RE Purchase is Now Opened to Corporates

Energy Commission (EC) has announced the list of successful Solar Power Producer of the Corporate Green Power Programme (CGPP) which consisted of 22 companies/consortia that have been selected out of the 71 applications received (Table 1). The successful applicants represent 563MWac of export capacity out of 800MW quota that is opened. Recall that the application has commenced from 9th May 2023 and it will end by 31st Dec 2023 or until the quota is fully subscribed.
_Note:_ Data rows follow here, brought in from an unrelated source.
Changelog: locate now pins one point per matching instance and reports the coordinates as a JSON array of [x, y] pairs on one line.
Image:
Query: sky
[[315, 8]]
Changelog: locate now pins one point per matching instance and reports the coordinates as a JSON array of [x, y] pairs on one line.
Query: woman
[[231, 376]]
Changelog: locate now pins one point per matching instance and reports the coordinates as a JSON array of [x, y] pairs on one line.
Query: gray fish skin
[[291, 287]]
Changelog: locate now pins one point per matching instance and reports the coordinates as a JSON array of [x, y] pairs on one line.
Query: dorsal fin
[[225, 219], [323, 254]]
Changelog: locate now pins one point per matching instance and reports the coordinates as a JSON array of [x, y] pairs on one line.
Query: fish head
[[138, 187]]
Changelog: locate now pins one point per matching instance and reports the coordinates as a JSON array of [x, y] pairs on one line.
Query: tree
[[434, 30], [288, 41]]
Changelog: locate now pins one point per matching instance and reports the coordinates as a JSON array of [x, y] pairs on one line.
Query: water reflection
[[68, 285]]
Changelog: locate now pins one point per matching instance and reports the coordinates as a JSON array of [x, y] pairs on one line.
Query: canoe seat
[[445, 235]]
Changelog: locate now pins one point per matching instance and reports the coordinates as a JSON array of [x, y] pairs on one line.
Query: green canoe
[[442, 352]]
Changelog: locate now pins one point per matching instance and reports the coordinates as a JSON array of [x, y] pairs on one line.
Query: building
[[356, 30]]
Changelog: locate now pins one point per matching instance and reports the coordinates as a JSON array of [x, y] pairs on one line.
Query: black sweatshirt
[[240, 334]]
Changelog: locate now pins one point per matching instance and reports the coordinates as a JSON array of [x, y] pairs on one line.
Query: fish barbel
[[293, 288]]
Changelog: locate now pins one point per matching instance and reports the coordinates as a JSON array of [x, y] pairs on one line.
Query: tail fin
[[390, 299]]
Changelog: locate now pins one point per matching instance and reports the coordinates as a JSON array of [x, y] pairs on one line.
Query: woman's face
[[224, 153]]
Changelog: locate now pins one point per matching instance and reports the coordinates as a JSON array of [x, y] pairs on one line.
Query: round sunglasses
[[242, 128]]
The salient features of the program, among others are: (i) all solar projects are expected to begin commercial operation in 2025, and (ii) the eligible Corporate Consumer is able to purchase renewable energy (RE) “directly” from the solar power producer through a virtual power purchase agreement (PPA).

Boosting its PPA assets

In the announcement, Reservoir Link (RL) was also listed as one of the successful CGPP applicant to build and operate a solar plant with capacity of 29.99 MWac under a consortium with Sumitomo Corporation and Maqo Engineering SB. We estimate this will boost its PPA assets to 47.6MW. We believe it will not only benefit from the recurring income of the PPA revenues but also from construction revenue as the EPCC scope is likely to be awarded to it.

A Key Catalyst to RL

Moreover, we are positive with this announcement as it will allow RL to replenish RE orderbook given that most LSS4 projects are expected to reach commercial operation date by Dec 2023. As such, we raised our FY23F/24F/25F earnings forecast by 25%/6%/10% as we expect the company to benefit from the roll-out of these projects. To recap, its solar orderbook stood at RM60mn as at end 5QFY23 which is less than 1x 15MFY23 RE revenue.

Maintain ‘BUY’ call with higher TP of RM0.38

We maintain our BUY recommendation on RL with a higher fully diluted SOP-derived TP of RM0.38 (from RM0.36). Our TP implies 13x FY24F P/E.